My body is weak. It can’t perform. Physical activities make it weaker and make my disease more severe. My body can’t be pushed to obey. My legs can’t run anymore. For walking more than a few meters, I need support. I can only sit up straight for a few minutes. I’m physically weak. The message I get from everywhere I turn is that a weak body is a bad body, and that a physically inactive person is a bad person. I don’t agree with this message, but I get affected by it.
I think fat activism is great and I think that kind of activism is needed for ill bodies, weak bodies and disabled bodies too. Because by now I’ve been ill for several years and I don’t have much muscles left. My body doesn’t only feel weak, it looks weak and it’s starting to really get to me. The other day when I passed my mirror I realized that I’m starting to feel bad about how weak my body looks. This is a kind of internalized ableism and I don’t want it.
Like a lot of chronically ill and disabled people I know, I live with daily reminders of my vulnerability. I’m painfully aware of how vulnerable I am, and how I have to fight for autonomy and integrety.
Every night, when I’ve crawled underneath my weighted duvet, a longing comes to my attention. It’s the longing for being able to share my vulnerability with someone without holding back.

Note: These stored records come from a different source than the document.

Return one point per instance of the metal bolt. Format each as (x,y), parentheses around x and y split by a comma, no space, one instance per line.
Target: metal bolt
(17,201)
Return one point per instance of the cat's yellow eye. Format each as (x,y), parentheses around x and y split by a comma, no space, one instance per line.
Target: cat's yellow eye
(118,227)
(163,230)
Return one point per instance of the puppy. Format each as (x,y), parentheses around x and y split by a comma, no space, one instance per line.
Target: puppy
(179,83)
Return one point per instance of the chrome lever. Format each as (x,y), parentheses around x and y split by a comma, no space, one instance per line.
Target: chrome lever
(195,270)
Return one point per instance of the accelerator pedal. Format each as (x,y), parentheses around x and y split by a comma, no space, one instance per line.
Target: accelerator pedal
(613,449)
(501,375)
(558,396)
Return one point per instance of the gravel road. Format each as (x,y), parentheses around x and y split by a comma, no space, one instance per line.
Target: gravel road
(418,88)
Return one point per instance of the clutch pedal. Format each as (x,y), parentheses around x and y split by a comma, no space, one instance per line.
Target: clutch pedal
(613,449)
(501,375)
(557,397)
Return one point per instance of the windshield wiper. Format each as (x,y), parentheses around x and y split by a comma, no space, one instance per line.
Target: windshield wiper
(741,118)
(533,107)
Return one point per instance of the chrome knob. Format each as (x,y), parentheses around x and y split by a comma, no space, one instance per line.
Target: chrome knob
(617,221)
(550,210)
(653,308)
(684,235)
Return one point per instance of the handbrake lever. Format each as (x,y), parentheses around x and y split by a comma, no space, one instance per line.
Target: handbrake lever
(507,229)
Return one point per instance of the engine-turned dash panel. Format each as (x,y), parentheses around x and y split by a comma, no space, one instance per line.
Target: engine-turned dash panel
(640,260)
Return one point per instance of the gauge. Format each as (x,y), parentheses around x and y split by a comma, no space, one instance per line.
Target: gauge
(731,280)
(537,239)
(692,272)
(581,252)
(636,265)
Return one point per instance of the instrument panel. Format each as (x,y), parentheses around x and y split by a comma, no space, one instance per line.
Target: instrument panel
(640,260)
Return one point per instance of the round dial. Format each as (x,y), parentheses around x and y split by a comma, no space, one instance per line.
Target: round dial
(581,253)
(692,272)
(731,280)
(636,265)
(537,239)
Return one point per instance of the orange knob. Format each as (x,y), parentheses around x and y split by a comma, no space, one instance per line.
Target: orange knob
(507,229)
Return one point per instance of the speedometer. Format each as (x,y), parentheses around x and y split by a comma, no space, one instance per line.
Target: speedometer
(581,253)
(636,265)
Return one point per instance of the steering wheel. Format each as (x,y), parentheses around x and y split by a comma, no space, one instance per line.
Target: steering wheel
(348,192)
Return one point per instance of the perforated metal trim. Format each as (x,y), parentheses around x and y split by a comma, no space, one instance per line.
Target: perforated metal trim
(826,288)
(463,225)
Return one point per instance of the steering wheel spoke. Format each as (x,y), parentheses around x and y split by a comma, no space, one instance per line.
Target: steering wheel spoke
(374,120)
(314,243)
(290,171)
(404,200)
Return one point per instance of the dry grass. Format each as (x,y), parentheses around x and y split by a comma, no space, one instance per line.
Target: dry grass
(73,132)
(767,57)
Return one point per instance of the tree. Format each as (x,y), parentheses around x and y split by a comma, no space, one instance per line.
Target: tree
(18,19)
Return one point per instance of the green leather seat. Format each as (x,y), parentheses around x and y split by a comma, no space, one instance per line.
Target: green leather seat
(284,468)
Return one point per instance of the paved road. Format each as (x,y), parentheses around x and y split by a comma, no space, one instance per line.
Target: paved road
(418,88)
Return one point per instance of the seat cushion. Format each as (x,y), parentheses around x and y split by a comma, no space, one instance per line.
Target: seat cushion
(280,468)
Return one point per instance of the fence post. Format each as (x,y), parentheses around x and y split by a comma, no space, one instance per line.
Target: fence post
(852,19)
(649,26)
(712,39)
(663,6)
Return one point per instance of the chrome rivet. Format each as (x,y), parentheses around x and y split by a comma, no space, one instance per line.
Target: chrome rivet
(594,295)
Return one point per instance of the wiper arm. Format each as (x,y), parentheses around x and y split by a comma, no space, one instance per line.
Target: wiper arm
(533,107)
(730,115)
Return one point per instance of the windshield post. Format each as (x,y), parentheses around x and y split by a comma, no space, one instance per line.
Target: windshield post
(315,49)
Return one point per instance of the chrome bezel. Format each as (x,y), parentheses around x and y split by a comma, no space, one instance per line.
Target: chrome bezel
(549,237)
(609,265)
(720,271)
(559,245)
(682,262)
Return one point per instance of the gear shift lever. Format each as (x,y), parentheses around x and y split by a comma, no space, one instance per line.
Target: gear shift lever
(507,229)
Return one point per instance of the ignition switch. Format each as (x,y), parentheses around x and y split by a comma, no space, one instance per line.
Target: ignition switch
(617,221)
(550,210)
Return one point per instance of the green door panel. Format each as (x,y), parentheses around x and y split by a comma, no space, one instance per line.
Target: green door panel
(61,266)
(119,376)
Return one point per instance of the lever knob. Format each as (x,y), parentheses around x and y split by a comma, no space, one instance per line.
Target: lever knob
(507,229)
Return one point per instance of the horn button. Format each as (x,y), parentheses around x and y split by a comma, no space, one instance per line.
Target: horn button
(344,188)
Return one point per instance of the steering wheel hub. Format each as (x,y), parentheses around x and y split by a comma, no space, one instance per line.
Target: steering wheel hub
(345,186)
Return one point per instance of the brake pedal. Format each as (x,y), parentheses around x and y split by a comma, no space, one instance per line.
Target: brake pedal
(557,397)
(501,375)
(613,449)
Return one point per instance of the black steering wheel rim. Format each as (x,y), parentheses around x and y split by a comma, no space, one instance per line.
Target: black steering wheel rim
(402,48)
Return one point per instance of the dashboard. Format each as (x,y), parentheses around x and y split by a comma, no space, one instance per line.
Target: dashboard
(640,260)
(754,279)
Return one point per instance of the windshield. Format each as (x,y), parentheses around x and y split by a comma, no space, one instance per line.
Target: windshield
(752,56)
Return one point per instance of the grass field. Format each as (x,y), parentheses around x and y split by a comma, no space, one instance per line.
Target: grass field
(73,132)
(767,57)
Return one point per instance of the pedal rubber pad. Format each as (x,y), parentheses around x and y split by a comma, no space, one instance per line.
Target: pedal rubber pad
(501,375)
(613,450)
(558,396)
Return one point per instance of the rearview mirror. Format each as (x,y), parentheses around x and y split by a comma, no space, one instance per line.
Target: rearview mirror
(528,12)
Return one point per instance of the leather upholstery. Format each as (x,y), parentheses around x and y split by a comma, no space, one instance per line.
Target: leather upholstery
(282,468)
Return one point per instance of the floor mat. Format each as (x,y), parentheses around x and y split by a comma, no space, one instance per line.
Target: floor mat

Doing that means that I have to face all the shame and internalized ableism it comes with, and I need to feel very safe to do that. I need to know that the person I share this with won’t abandon me. I need to to know something more, feel something more, but I don’t know exactly what it is.
There are people who I could try this with, but I don’t know how. All I know is that I long so hard after to give in to the fear that the sense of vulnerability that’s permeating everything that is me is causing. To stop pulling myself together and trying to solve everything.